Careful examination of the Act, however, shows that it says nothing whatever about a time limit. The Commission appears to be trying to confuse this with a provision of the Magistrates Act, that charges for an offence cannot be brought more than six months after it has been drawn to the authorities' attention – not after it was committed. In this case, the Commission only became aware of the offence two months ago when the emails were leaked – showing that the small group of British and American scientists at the top of the IPCC were discussing with each other and with the university ways to break the law, not least by destroying evidence, an offence in itself.
The Commission is thus impaled on a hook of its own devising. By admitting that serious offences were committed, it is now legally obliged to bring charges. And if these were brought under the 1977 Criminal Law Act, alleging that the offences amounted to a conspiracy to defy the law, there is no time limit anyway. [See full text.]
First of all, the remarks attributed to IOC official Smith are not posted on the ICO website, so we only have the media's account/interpretation of what Gordon, or rather Graham Smith reportedly said.
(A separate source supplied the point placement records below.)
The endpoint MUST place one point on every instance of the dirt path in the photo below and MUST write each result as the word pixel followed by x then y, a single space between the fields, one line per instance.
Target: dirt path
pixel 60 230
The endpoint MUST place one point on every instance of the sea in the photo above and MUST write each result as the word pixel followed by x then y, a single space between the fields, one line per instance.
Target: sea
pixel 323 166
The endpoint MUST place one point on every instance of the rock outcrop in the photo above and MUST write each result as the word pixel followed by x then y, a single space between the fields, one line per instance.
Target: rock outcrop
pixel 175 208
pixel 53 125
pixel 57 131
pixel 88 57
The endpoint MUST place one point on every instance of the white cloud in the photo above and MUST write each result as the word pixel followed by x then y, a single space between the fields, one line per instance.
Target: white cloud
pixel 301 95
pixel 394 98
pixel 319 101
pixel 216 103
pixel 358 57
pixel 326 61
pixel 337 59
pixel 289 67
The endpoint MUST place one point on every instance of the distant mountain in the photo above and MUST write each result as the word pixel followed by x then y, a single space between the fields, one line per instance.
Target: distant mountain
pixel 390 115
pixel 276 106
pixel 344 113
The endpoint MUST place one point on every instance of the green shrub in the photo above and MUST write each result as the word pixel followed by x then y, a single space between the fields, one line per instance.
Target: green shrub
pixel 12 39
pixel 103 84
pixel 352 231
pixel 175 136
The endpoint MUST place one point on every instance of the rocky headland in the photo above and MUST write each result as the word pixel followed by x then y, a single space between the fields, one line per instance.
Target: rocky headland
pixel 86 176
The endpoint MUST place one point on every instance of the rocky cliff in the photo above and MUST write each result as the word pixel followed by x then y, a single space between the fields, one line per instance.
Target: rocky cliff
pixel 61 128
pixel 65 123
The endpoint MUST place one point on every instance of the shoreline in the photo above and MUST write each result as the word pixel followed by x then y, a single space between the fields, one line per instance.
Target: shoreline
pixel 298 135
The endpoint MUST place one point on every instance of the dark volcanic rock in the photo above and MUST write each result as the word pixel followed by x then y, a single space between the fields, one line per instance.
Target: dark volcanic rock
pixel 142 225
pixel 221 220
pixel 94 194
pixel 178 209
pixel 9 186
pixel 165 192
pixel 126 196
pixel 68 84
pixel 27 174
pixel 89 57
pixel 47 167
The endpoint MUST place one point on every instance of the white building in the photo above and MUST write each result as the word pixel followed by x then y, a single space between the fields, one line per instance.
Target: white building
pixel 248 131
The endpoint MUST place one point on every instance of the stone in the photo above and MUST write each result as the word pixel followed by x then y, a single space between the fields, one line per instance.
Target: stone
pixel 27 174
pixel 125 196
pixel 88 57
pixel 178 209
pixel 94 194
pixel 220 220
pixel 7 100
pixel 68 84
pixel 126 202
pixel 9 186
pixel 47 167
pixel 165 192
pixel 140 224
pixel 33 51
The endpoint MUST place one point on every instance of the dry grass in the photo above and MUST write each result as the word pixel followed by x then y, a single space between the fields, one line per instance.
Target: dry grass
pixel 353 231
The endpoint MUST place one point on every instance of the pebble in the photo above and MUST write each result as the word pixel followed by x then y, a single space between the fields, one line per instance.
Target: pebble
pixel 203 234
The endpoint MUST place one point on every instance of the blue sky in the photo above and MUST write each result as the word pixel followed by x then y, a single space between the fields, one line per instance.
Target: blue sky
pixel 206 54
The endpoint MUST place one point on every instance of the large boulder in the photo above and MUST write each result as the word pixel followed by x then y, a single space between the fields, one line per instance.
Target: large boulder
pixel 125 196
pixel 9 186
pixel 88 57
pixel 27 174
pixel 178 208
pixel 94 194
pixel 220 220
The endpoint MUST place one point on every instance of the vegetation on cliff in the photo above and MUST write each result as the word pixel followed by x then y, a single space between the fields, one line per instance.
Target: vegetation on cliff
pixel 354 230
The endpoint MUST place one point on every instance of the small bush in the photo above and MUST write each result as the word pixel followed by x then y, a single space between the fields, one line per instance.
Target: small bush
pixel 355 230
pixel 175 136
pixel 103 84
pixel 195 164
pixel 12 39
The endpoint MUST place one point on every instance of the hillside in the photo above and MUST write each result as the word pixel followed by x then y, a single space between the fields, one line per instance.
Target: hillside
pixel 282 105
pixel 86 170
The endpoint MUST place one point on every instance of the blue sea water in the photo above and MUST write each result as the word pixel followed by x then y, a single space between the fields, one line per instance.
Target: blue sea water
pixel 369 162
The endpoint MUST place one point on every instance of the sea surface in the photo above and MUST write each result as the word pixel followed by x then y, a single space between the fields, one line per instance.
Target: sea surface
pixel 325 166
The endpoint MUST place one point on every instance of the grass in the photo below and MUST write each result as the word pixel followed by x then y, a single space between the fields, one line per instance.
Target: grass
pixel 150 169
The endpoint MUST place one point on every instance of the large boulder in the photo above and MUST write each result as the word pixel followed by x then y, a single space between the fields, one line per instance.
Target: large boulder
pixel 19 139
Secondly, a commenter disputes Christopher Brooker's legal analysis. Commenter David Welsh writes:
This may explain.
""If you are dissatisfied with how your request for a review has been dealt with, then you are entitled to ask the Scottish Information Commissioner to investigate your case. You must ask the Scottish Information Commissioner no later than 6 months after the date of receipt by you of the notice or decision you are dissatisfied with or within 6 months of the expiry of the period of 20 working days from receipt by the Council of your request for review. Your should write to:
The Scottish Information Commissioner Kinburn Castle Doubledykes Road St Andrews Fife KY16 9DS"".
Maybe Christopher was tired this week, or else he could have found a proper explanation.
The British people have a long tradition of respect for justice and fairness. It seems odd to me that the Deputy Commissioner, who sees a case after it is "too late," would allege in the media that ICO had ruled that the EAU had breached the law and not post the information on the IOC site. This leaves EAU with no means of responding to the charge by appealing to the IOC or to a court.
Christopher Booker doesn't really even explain precicely what laws the EAU allegedly ruled had been breached. He also does not wonder why the ICO would rule after it was "too late."
Mr. Brooker says there is "confusion over the law." I don't see any law here at all. All I see are unsubstantiated allegations in the newspapers purportedly made by ICO Deputy Commissioner Graham Smith.